Bovo runs the store with the help of his daughter, Gina Bovo Volpe, who commutes several days a week from Longport at the Jersey Shore.

“We’re taking things day by day,” she said. “Narberth is a charming town, a family community, and I think the charm will still exist even with the new buildings that are happening. If Tim [Rubin] decides to keep this, and just give the [facades] a little uplift, it will be a great spot.”

In with the new?

However old-fashioned the market may seem, it recently has served as an incubator for a cutting-edge pop-up shop that’s expanding into its own space in another Rubin-owned building just up the avenue.

Called Shift and co-owned by business partners Eleisha Eagle and Kimberley Bezak, the business sells green household cleaning agents and personal-care products to consumers who bring in their own reusable containers.

“As a business, we would not be moving down the street if all this [block of real estate] was going away,” Bezak said.

Narberth Mayor Andrea Deutsch has been a downtown business owner for nearly 20 years. Her pet store is called Spot’s (the place for paws).

“Narberth for so long was kind of stuck in a time warp,” she said. “It feels like a lot of development is happening in a fairly short time frame because Narberth hasn’t had major development in decades.”

Said Ed Ridgway, a real estate professional who heads up the Narberth Business Association: “It’s not like the Narberth of 1980 was the best it could ever be. Narberth has been changing since it was founded. "

But historian George Lonsdorf, who created the Friends of Narberth History website, sees the scale and number of downtown developments as without recent precedent.

So much [rental] housing all at one time is a departure,” he said. “The buildings are more massive than what preceded them.”

The largest of the latest developments is the Elm, a four-story, 52-unit apartment building at Forrest and Windsor Avenues.

“We’re 90% leased,” said Bob Kagan, who developed the Elm with his business partner Max Berger. The two had owned the office building that formerly occupied the site.

“We had a dialogue with Narberth,” Kagan said. “We wanted them to understand what our needs were, and they didn’t want the town’s character to be overwhelmed by some generic building.”

Narberth has new zoning requirements that limit the height of buildings along Haverford Avenue to two stories.
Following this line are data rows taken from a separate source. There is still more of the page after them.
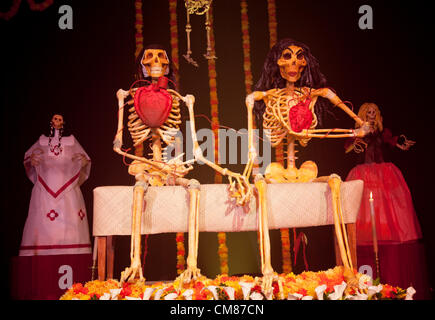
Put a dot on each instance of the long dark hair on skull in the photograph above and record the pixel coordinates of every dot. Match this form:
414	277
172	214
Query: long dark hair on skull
139	72
271	78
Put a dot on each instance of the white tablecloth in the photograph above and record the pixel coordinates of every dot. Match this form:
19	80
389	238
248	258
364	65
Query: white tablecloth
166	209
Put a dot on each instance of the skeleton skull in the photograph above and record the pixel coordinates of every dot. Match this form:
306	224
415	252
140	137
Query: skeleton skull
155	63
57	121
292	63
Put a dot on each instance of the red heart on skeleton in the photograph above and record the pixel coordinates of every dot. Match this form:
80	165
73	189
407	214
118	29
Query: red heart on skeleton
300	116
153	103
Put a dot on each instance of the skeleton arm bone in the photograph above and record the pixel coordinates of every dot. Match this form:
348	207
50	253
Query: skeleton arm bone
244	189
336	101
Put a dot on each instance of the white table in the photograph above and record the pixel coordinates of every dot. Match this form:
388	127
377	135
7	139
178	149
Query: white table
292	205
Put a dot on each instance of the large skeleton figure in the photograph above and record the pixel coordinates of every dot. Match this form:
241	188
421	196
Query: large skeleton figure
291	78
154	114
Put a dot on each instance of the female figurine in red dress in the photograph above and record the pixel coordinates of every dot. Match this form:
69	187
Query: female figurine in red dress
396	220
401	251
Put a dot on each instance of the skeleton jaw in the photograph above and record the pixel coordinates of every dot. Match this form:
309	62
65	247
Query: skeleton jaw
156	72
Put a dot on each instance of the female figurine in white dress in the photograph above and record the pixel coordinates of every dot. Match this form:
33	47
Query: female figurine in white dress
57	221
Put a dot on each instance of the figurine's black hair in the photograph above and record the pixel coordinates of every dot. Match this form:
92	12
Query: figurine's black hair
271	78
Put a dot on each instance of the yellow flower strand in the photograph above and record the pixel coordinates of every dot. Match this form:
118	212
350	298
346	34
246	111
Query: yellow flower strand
173	28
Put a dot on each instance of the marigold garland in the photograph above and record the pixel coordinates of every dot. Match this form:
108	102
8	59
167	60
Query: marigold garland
279	150
173	27
246	46
138	150
214	102
323	285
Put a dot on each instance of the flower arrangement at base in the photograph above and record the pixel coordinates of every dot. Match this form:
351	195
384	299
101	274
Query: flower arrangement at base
332	284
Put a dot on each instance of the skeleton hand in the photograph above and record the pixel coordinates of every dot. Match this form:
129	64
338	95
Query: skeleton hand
240	189
35	159
80	157
363	130
122	94
405	145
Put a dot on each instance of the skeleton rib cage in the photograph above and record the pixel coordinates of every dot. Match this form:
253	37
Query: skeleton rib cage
276	121
140	132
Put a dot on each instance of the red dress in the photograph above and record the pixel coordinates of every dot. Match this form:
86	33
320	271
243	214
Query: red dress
401	252
396	220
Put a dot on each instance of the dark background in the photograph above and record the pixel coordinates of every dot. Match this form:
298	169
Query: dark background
77	72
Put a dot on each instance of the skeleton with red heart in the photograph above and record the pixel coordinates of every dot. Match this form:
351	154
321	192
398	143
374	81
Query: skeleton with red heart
154	114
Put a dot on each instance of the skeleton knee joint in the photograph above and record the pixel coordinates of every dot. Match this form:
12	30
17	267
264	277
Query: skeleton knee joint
193	184
142	184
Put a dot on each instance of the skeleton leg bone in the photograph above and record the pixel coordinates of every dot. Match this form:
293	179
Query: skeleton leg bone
135	269
266	266
192	272
334	183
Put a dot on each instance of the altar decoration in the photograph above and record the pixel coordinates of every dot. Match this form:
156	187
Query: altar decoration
323	285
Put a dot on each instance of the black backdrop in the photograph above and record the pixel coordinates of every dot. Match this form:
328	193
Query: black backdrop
77	72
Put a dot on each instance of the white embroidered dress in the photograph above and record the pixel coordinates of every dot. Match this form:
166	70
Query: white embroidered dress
57	222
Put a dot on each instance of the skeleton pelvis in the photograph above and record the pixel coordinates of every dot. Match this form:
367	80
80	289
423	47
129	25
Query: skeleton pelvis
153	103
276	173
152	176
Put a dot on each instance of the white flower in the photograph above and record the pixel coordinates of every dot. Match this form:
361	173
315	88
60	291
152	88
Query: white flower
158	294
374	289
256	296
357	296
171	296
246	289
319	291
213	291
105	296
338	291
114	293
409	293
147	293
365	281
295	296
188	294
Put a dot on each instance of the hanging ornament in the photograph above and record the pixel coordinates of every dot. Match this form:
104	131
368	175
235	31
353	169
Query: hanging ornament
198	7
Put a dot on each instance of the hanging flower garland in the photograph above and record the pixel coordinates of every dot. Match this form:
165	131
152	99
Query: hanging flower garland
246	47
179	236
138	26
138	151
222	249
173	28
279	150
32	4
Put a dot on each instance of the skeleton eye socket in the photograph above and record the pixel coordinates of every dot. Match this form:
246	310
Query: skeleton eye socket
287	56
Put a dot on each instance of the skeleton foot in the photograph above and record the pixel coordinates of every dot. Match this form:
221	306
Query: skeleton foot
268	278
191	273
132	272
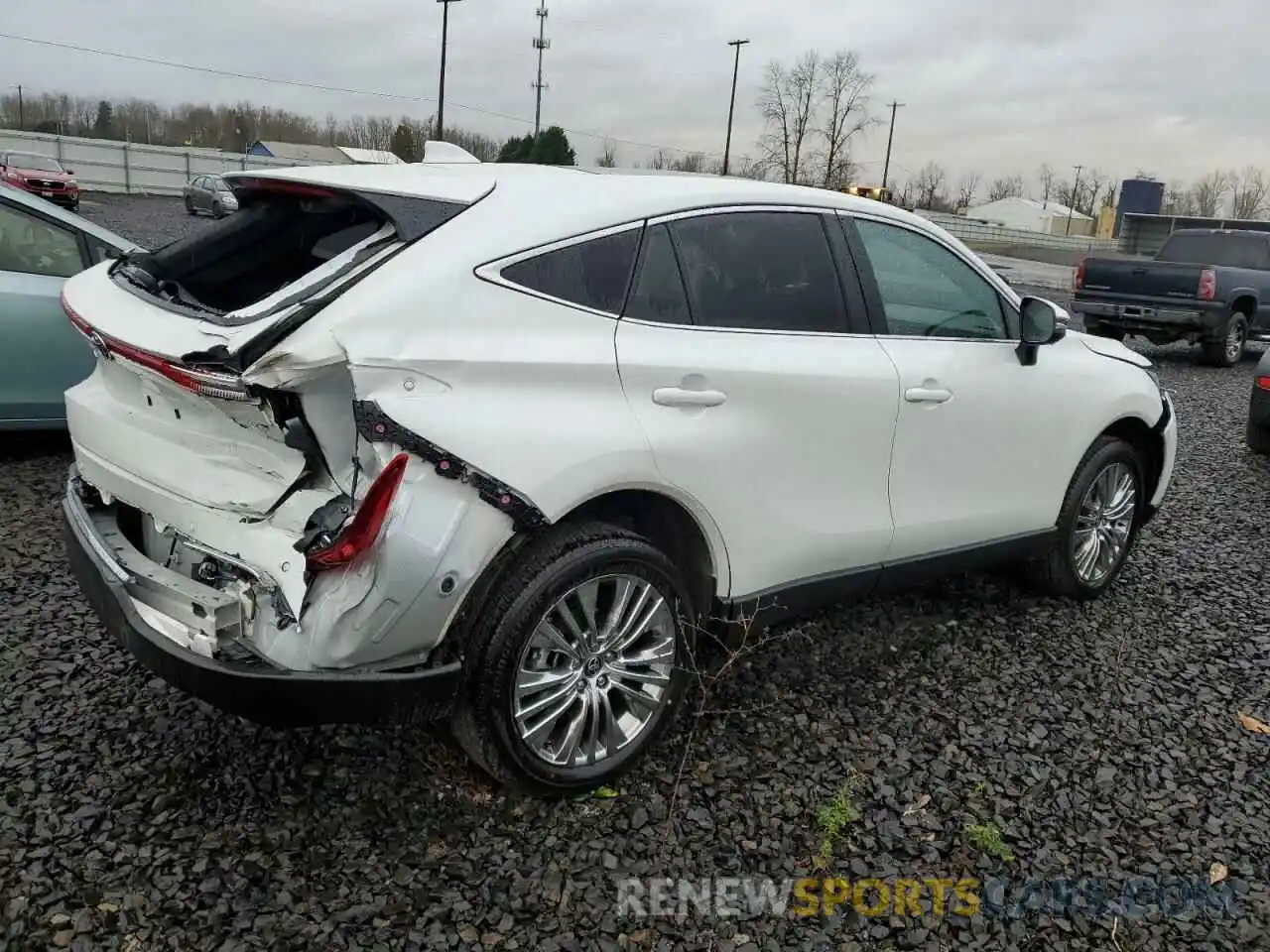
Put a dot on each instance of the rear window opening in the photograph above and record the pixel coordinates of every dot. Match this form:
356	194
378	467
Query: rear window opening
282	236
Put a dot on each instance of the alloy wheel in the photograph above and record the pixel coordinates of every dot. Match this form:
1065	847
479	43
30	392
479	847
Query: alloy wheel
1234	340
594	671
1103	524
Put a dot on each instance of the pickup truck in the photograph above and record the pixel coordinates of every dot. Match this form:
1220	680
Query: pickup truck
1206	286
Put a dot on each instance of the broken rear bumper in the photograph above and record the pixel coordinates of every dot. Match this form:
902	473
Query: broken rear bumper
257	690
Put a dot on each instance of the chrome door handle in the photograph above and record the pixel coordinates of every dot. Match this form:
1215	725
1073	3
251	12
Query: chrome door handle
679	397
928	395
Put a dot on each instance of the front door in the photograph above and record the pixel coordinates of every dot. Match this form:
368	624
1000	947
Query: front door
738	359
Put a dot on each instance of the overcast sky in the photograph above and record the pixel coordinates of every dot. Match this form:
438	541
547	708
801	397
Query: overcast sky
992	87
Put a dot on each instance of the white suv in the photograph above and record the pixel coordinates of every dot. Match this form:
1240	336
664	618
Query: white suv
497	442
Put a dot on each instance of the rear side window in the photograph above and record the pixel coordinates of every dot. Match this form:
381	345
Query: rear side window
593	273
760	271
1229	250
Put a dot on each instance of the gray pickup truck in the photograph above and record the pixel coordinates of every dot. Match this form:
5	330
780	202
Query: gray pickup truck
1206	286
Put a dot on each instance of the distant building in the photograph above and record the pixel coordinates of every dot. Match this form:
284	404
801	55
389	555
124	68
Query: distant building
321	155
1030	214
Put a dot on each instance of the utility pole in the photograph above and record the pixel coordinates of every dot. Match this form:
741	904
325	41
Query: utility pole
540	44
890	136
731	103
1076	190
441	94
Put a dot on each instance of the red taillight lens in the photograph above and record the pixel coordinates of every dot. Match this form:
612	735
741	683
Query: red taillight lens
367	522
204	384
1206	285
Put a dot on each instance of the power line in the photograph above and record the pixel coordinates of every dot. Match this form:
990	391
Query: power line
890	136
731	103
326	87
540	44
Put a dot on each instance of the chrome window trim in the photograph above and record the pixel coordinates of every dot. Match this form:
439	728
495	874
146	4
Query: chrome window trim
492	271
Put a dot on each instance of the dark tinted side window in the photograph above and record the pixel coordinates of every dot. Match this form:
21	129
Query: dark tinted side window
762	271
658	293
589	273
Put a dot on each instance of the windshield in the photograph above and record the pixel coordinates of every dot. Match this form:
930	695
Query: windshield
1229	250
37	163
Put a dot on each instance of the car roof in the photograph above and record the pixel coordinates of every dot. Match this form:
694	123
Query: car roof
540	203
51	211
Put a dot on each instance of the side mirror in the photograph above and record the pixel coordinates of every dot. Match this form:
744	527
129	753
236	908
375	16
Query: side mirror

Last fall, the borough also established a Historic Architectural Review Board that will examine any proposed changes to or demolition of properties owned by Rubin and others in Narberth.

“I’m not against development, but Narberth is a special place,” said Deborah Lonsdorf, who oversees the Narberth Community Network page on Facebook.

“Narberth has a little town center that is not on a main thoroughfare,” said Lonsdorf, a Realtor who is married to George Lonsdorf.

“We have a quiet street with a tiny little business district [from] the early 20th century,” she said. “I just hope developers are mindful of the look and feel of the town.”